Red Rick: I'd honestly say Evans was probably just short of being an absolutely elite finisher for that kind of threshold uphill sprint effort. Remember that he came up against the absolute peak years of Valverde, di Luca and Cunego MkI, then once he broke out of his shell it was the peak years of Gilbert and Purito.
Plus Roglic has probably the strongest team behind him now. In the mountains Evans was one man against stronger teams.
Lotto was hopeless. Neither good on paper support nor a supportive environment for Evans personality. That is what changed at BMC. Also remember Chris Horner was mediocre support for Evans and barely able to hold Cadel's wheel. For some reason that reversed when Horner left for Astana
. Liberty earlier in this thread as a non Cadel fan does a fair job of rating Evans ability and as mentioned by someone else physiologically Evans was a beast. Do you think Roglic is capable of doing what Evans did on stage 18 up the Galibier in 2011 TdF? Evans crushed a 8km test that day - pulled back over 2 minutes on Andy with no help. I like Roglic but this remains to be seen. With Roglic's strong team we may never find out.
Actually, it's hard to really agree with the first and last bit of the bolded. I think BMC was an environment that Cuddles thrived more in, but realistically the change was in him himself.
Lotto actually worked hard to help Evans, but because they were also committed to Hoste in the Classics, and would always want to fall back on stages with McEwen so brought him a helper or two too, they never gave him the 100% all-about-winning-the-GC team, I guess. But also, one of Lotto's biggest problems with helping Evans was a faulty crystal ball. They signed Horner... he killed himself for Evans but he wasn't good enough at the time, as a mere 36-year-old espoir. They signed Popovych and his running buddy Bileka. First Popovych perceived Evans as having slighted him and refused to work for him in Paris-Nice, meaning his motivation to help Cadel wasn't great, and then Bileka popped positive and suddenly Popovych was useless too (interesting that). They signed Thomas Dekker, but he was taken off the road and then suspended following a backdated positive. They swung for the fences and signed Bernhard Kohl to be option 1B and prime lieutenant for Evans after he finished 3rd in the Tour and won the polka dots... only he was a fraud too. By the time they signed Dani Moreno to back him up, Evans had had enough and moved on.

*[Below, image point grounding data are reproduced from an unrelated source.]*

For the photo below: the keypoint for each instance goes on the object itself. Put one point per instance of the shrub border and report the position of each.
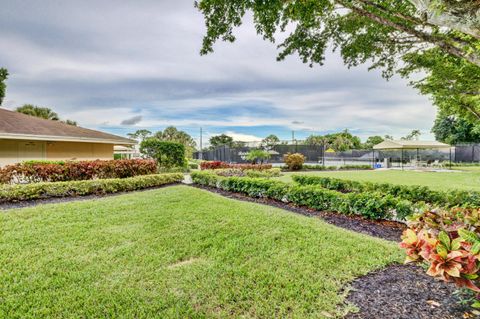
(371, 205)
(413, 193)
(26, 192)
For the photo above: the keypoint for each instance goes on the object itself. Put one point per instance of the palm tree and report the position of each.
(42, 112)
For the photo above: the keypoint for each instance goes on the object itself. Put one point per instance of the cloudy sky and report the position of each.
(120, 66)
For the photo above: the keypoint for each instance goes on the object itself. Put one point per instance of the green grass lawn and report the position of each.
(466, 178)
(177, 252)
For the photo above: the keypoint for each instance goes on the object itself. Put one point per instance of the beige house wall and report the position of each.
(13, 151)
(79, 151)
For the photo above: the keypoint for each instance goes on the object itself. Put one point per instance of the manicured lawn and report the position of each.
(177, 252)
(467, 179)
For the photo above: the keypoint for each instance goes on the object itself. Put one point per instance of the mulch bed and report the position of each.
(404, 292)
(52, 200)
(384, 229)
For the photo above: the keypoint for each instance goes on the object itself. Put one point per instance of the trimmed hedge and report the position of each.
(372, 205)
(44, 171)
(412, 193)
(318, 167)
(264, 173)
(224, 165)
(14, 193)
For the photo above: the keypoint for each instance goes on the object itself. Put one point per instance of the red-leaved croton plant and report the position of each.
(449, 243)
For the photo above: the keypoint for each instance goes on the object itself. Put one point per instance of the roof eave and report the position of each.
(52, 138)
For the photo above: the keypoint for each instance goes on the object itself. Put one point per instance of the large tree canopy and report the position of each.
(42, 112)
(38, 111)
(438, 37)
(172, 134)
(453, 130)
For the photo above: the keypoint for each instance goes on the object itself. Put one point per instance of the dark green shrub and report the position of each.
(372, 205)
(62, 171)
(413, 193)
(14, 193)
(294, 161)
(167, 154)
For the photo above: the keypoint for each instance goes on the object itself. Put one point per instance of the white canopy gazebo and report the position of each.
(411, 145)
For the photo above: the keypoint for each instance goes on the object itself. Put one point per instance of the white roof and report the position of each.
(403, 144)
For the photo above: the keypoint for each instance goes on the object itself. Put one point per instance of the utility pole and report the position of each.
(201, 146)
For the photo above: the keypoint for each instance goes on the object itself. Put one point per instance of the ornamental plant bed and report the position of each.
(34, 172)
(310, 167)
(15, 193)
(385, 229)
(404, 292)
(448, 243)
(224, 165)
(412, 193)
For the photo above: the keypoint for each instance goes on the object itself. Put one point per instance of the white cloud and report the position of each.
(141, 58)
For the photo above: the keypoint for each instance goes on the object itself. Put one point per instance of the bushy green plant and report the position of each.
(413, 193)
(294, 161)
(371, 205)
(266, 173)
(167, 154)
(193, 165)
(257, 155)
(14, 193)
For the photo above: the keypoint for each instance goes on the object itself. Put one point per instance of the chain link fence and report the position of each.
(316, 154)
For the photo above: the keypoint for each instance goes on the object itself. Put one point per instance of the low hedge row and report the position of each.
(264, 173)
(14, 193)
(372, 205)
(224, 165)
(319, 167)
(43, 171)
(412, 193)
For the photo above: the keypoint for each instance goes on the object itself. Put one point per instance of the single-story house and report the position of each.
(24, 137)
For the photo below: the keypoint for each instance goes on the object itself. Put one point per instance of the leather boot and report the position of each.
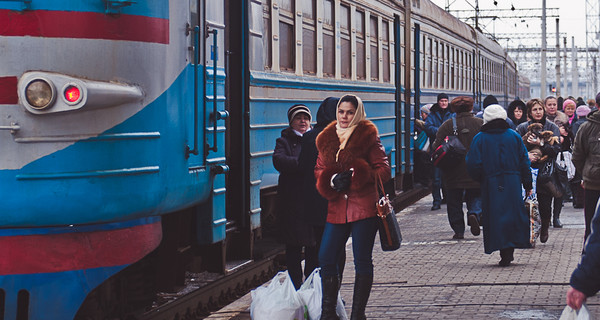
(362, 290)
(329, 301)
(544, 231)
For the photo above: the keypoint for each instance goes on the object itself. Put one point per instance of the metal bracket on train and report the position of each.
(26, 4)
(219, 169)
(14, 127)
(114, 6)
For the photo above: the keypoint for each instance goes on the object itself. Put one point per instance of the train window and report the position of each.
(267, 35)
(309, 38)
(374, 35)
(385, 50)
(328, 39)
(359, 25)
(346, 45)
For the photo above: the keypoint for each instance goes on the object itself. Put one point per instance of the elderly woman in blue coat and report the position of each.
(498, 159)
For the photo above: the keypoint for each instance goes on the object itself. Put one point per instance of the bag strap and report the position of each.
(454, 128)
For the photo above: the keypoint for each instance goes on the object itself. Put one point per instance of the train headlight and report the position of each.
(72, 94)
(39, 94)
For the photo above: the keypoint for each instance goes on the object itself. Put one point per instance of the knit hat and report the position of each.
(442, 96)
(426, 108)
(297, 109)
(461, 104)
(493, 112)
(489, 100)
(582, 111)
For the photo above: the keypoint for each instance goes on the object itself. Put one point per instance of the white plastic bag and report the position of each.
(571, 314)
(279, 300)
(311, 293)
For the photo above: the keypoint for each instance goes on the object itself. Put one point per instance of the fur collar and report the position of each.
(364, 136)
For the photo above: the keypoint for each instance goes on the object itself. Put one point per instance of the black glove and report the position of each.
(341, 181)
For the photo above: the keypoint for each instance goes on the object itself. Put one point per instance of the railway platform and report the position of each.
(432, 276)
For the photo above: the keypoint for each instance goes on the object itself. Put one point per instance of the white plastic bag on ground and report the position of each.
(279, 300)
(311, 293)
(571, 314)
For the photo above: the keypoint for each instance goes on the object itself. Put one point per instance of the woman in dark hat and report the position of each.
(517, 112)
(294, 231)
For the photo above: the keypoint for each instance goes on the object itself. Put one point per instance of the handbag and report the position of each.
(549, 180)
(451, 152)
(389, 230)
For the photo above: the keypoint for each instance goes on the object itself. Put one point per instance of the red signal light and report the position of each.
(72, 94)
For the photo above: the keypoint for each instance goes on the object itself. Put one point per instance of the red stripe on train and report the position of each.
(76, 251)
(8, 90)
(85, 25)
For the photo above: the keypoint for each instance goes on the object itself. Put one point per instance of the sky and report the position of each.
(572, 14)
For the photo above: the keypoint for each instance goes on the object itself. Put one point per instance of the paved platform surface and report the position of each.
(434, 277)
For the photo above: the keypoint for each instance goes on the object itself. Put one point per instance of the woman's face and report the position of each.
(551, 106)
(301, 122)
(518, 113)
(537, 112)
(346, 113)
(570, 109)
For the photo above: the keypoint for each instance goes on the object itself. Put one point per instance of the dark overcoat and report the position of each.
(498, 160)
(292, 226)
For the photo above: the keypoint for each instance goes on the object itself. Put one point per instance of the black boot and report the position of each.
(362, 290)
(329, 302)
(544, 231)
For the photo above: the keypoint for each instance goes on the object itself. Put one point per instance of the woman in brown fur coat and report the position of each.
(350, 159)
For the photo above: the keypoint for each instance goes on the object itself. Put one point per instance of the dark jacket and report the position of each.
(366, 155)
(312, 203)
(498, 160)
(467, 126)
(586, 277)
(436, 117)
(292, 227)
(586, 151)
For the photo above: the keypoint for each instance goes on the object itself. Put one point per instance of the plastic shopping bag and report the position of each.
(311, 293)
(571, 314)
(279, 300)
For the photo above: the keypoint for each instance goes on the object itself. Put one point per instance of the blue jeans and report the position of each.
(334, 241)
(436, 186)
(454, 198)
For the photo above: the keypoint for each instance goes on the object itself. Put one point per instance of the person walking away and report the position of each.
(423, 165)
(294, 231)
(575, 183)
(499, 161)
(491, 100)
(517, 112)
(586, 158)
(536, 113)
(457, 182)
(350, 160)
(311, 203)
(438, 115)
(585, 279)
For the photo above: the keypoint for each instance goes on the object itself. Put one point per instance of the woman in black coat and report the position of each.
(294, 231)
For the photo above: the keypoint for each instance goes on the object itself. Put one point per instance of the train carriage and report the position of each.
(137, 135)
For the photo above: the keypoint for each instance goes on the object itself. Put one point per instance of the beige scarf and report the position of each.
(345, 133)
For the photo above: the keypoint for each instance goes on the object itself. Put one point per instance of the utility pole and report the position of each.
(543, 62)
(557, 59)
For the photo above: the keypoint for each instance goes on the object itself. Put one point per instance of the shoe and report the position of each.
(556, 223)
(475, 229)
(544, 232)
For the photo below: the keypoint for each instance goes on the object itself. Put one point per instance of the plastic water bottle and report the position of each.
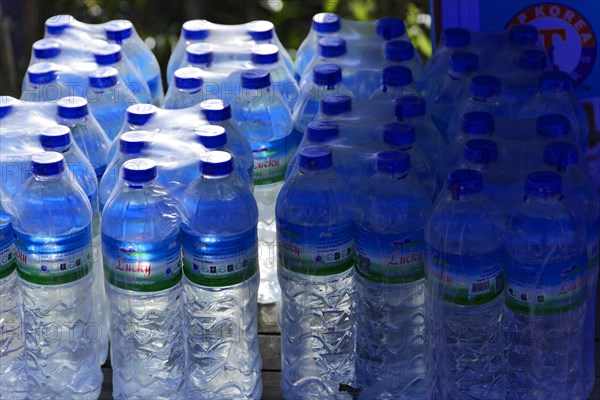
(266, 56)
(546, 293)
(267, 124)
(453, 40)
(452, 89)
(396, 82)
(556, 96)
(582, 196)
(110, 99)
(390, 284)
(326, 80)
(194, 31)
(58, 139)
(402, 52)
(413, 110)
(323, 24)
(143, 269)
(110, 55)
(13, 378)
(123, 33)
(220, 253)
(185, 90)
(485, 96)
(54, 261)
(131, 145)
(401, 136)
(86, 131)
(464, 274)
(315, 259)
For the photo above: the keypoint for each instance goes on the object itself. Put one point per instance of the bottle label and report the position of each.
(220, 261)
(465, 279)
(54, 261)
(315, 250)
(8, 262)
(142, 266)
(546, 290)
(389, 258)
(271, 160)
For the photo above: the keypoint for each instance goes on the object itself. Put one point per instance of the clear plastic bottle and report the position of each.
(464, 277)
(142, 259)
(123, 33)
(54, 261)
(58, 139)
(109, 99)
(110, 55)
(390, 285)
(86, 131)
(221, 278)
(315, 259)
(13, 374)
(396, 82)
(185, 90)
(267, 124)
(545, 294)
(582, 197)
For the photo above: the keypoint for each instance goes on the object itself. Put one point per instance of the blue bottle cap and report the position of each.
(555, 81)
(481, 151)
(139, 170)
(465, 181)
(335, 104)
(399, 134)
(561, 154)
(263, 54)
(256, 79)
(327, 75)
(477, 123)
(260, 31)
(326, 23)
(196, 29)
(42, 73)
(108, 54)
(118, 30)
(46, 49)
(332, 46)
(200, 53)
(57, 24)
(485, 86)
(553, 125)
(188, 78)
(211, 136)
(215, 110)
(55, 137)
(410, 107)
(390, 28)
(399, 50)
(315, 158)
(543, 184)
(139, 114)
(216, 163)
(48, 163)
(396, 76)
(523, 34)
(464, 62)
(456, 37)
(533, 59)
(392, 162)
(322, 131)
(134, 142)
(103, 77)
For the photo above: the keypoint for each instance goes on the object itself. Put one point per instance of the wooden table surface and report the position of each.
(270, 344)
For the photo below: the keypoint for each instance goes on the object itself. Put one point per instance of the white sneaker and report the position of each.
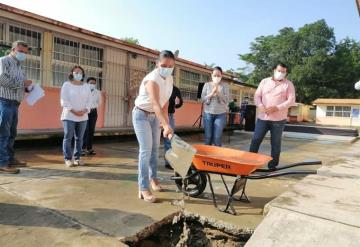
(69, 163)
(79, 163)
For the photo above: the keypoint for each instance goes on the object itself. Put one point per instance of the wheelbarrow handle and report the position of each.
(305, 163)
(278, 174)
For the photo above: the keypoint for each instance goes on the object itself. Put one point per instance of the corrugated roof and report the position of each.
(337, 102)
(94, 34)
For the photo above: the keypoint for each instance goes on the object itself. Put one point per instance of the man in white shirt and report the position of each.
(95, 100)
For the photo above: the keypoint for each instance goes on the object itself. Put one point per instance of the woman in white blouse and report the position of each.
(151, 110)
(75, 101)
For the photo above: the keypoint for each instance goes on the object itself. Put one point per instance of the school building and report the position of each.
(118, 66)
(338, 112)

Now, the 2011-13 BMC teams might be pretty good, but let's be clear: that 2010 BMC team was worse than
any team Evans had had with Lotto. A few of them have gone on to be pretty good riders in time - Brent Bookwalter, Mathias Fränk, Alexander Kristoff - but at the time, it was effectively a mediocre ProConti team that had only had a couple of WT wildcards the previous year due to not having many riders of sufficient prominence in a strong ProConti crop at the time, but with Evans and Ballan grafted on top. By 2011 they were a bigger, stronger team adding the likes of Phinney, van Avermaet and with some of the younger guys getting better, but the 2010 Evans, riding for a worse team than he ever had at Lotto, was every bit as prominent as he was in previous years. Maybe his top end GC results suffered (he was only 5th in the Giro, he'd had a podium in each of the last three seasons, two at the Tour and one at the Vuelta) but he was getting more wins, and he was more prominent in races, like a man rejuvenated. He was carrying the rainbow jersey and he won Flèche Wallonne (after having been the strongest two years earlier but getting the timing wrong, he learned from his mistakes in 2010) and he won
that Giro stage.
To me personally, it felt like at Lotto he was the leader, but he didn't really feel at ease in that role, he always seemed to want constant affirmation that he was the leader (and he also made himself unpopular with his domestiques by criticising them publicly, at least implicitly) and would fire off the excuse cannon as soon as things went wrong and retreating into his shell (such as the 2009 Vuelta, where he got some misfortune, but then just sad by idly and didn't even try to attack Valverde at any point after that). At BMC, if things blew up in his face, he took action. It may have been the coaching / management style there, or it may have been his own psychology, but I think that the team support in terms of the riders they surrounded him with is a minimal factor there. Hell, it might even have been him suddenly realising that he was running out of chances to amass the palmarès that his talent suggested he should have, and the fact he succeeded in Mendrisio by taking a risk when he'd historically always been risk-averse emboldened him to go out and get those results proactively. I mean, I thought he'd blown his best chance to be a Tour winner in 2008. It would have been oh so easy for him to have missed out likewise in 2011. 2008 Evans was probably stronger than 2011 Evans, but 2011 Evans wasn't going to settle for being a bridesmaid anymore.